• the chimera
  • the symbols
  • the archive
  • the future
  • Detail — Fractured Doll

    . . . a childishly utopian view

    Since the early nineteen eighties, I've worked to create advertising and marketing campaigns that tell the stories of others. While advertising is not a field that is traditionally pursued by people of color; neither is painting. Storytelling is, but I was told that art is for art sake and paintings are supposed to be about light and not stories. Oh well. Traditional or not, it is difficult to be and to find support for oneself in this world. I've long accepted my duty and my responsiblilty to support my own family first. My dreams had to wait. As a result, my family is fine but I am not. I still need a chance to be what I am — an artist and a woman with a point to make. I still have stories to tell before I rest.

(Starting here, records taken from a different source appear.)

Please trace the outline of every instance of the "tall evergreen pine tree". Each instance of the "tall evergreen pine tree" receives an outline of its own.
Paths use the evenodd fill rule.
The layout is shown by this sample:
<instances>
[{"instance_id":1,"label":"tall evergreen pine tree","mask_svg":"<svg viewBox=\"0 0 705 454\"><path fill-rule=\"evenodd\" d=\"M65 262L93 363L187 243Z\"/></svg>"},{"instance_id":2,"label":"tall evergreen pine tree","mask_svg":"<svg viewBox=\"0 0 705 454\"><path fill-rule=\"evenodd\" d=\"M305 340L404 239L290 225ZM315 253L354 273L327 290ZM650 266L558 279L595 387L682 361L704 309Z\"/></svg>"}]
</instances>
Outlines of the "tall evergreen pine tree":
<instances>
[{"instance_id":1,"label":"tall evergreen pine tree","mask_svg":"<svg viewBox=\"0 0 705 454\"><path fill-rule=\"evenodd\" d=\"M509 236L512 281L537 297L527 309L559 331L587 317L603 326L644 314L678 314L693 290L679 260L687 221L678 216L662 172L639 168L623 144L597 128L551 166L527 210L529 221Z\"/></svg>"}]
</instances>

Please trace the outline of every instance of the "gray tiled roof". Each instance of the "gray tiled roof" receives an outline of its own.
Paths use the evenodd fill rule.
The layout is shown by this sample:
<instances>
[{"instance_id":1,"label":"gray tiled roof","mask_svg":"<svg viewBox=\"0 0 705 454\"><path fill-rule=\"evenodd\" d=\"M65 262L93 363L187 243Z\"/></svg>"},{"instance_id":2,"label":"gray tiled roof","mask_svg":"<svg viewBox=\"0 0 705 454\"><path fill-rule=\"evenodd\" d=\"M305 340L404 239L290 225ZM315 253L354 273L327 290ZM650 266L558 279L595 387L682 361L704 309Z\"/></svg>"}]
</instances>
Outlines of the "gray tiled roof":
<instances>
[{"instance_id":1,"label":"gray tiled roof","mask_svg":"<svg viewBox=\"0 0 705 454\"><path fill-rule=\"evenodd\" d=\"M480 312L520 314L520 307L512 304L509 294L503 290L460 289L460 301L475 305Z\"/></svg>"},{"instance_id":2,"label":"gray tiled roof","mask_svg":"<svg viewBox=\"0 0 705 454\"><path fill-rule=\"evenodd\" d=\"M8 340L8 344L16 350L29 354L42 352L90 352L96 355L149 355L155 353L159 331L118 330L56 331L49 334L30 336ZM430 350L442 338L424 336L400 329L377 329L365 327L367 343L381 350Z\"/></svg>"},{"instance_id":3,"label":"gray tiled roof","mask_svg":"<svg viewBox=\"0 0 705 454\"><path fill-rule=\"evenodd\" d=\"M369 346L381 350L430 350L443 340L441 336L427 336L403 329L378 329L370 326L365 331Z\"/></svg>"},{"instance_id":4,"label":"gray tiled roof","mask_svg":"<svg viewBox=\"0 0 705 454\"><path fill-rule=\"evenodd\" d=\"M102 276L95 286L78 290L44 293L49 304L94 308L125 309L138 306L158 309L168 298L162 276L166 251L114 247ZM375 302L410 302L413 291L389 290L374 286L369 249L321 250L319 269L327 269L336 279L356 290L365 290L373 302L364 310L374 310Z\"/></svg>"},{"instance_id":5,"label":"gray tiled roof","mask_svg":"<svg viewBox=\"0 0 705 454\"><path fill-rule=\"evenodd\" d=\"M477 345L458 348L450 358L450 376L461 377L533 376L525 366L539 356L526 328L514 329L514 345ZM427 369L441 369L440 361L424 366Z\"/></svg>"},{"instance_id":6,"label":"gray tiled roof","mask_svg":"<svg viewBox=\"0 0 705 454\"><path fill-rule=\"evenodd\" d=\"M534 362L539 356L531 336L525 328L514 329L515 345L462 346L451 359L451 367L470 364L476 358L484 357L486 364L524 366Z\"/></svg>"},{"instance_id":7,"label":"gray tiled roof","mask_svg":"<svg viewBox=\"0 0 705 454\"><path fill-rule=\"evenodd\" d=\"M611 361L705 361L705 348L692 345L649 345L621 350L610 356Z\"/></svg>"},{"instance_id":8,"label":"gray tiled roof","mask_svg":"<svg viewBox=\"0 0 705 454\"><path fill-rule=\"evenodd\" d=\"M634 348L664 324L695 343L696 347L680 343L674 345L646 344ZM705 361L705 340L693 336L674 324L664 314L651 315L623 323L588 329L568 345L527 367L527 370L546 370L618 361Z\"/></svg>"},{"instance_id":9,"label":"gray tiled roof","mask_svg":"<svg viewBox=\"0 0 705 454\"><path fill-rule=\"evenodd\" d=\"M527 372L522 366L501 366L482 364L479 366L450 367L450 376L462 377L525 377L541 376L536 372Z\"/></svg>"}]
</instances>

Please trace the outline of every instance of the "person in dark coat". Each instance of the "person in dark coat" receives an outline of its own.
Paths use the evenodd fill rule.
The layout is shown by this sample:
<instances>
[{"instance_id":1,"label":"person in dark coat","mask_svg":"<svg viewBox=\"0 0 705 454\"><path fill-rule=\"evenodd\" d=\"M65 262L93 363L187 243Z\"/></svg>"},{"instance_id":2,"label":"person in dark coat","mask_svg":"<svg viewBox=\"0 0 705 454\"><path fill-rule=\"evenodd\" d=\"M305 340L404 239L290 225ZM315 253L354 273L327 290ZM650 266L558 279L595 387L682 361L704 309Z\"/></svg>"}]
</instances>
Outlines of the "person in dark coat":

    At Sienna Heights College in Adrian, Michigan, I majored in Ceramics and Painting but I graduated in 1982 with a Bachelor of Arts in Marketing — this to please those who felt life as an artist would be unrealistic for me. The paintings stayed hidden inside me. It took twenty years of life and independent study to make paintings I am finally willing to share.

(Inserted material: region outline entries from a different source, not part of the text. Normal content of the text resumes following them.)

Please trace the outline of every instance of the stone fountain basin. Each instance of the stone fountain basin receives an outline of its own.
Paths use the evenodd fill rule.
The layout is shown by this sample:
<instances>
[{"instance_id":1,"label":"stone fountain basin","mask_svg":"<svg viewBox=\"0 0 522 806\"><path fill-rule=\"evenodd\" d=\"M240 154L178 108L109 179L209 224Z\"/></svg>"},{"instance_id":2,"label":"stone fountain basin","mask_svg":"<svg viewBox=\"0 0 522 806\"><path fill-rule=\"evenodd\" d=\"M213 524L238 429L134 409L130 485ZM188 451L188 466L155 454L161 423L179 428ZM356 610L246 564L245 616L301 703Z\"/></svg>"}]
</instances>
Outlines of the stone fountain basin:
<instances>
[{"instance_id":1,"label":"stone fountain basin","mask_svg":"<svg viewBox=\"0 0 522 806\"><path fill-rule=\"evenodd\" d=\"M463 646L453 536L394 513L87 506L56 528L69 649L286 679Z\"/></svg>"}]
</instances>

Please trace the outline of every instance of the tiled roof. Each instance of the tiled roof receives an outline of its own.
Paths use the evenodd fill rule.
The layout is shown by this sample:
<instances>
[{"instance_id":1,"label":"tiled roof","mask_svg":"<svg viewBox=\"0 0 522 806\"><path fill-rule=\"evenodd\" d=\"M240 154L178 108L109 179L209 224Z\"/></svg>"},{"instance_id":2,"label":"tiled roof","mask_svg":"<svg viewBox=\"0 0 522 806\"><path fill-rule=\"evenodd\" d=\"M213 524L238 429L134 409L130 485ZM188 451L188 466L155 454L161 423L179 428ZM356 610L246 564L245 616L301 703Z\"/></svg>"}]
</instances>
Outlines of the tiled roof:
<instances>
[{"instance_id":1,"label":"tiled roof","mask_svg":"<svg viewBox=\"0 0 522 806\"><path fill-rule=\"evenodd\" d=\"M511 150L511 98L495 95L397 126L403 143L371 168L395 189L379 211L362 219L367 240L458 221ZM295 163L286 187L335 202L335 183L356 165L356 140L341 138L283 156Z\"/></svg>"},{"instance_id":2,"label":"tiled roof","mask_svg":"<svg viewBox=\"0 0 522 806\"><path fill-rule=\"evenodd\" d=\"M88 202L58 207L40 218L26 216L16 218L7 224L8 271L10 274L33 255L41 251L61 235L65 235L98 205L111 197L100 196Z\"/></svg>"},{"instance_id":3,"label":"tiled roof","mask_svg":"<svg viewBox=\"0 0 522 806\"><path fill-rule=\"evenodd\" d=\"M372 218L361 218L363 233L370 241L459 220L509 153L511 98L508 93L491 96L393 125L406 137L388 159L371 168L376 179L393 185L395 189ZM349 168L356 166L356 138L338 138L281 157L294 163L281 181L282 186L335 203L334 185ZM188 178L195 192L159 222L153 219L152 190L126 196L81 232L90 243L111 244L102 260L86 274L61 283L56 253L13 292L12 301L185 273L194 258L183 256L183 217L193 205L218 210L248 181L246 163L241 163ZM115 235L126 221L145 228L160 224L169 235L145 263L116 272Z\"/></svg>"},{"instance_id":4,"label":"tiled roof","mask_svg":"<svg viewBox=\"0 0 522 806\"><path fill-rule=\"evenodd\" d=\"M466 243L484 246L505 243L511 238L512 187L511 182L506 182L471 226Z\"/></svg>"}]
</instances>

    In the meantime, I found encouragement in the storytelling art of painters like Max Beckmann and Ben Shahn. At the DIA in Detroit, I spent a lot of time beneath the amazingly narrative murals of Diego Rivera. Also in Detroit, I found one of the most extensive African Art collections in the United States. I have looked and watched and read wherever I could fine another brave enough to leave a record of their own being. Now it's my turn to do the same.

    My paintings are robust and colorful and they do tell tales. Everything seems to symbolize something huge in an infinite, yet sometimes stifiling, space. While these expressions speak of an inner reality, they are free from the constraints of a physical reality: an inspiration I owe to the works of Salvador Dali, Rene Magritte and even Marc Chagall.

    In my paintings, young people struggle with isolation, fanaticism and the threat of poverty. This is a poverty of will and imagination, not just resources. Forced to live without reasonable goals for maturity, they are not self-sufficient. They commit spiritual suicide in order to get along with each other, sometimes stunting their own growth forever.

    Some develop alternative realities to explain away their unfilled needs for safety and leadership. Others attempt to hide their loneliness and vulnerability behind masks. They all want acceptance. Some of them find it through an expensive loss of freedom and potential. They give in to limiting cultural expections. They settle for some sort of normal — even if it doesn't fit. Everywhere life goes on. It will not sustain or nuture them. Isolated in groups, empty of ambition, they do not grow up.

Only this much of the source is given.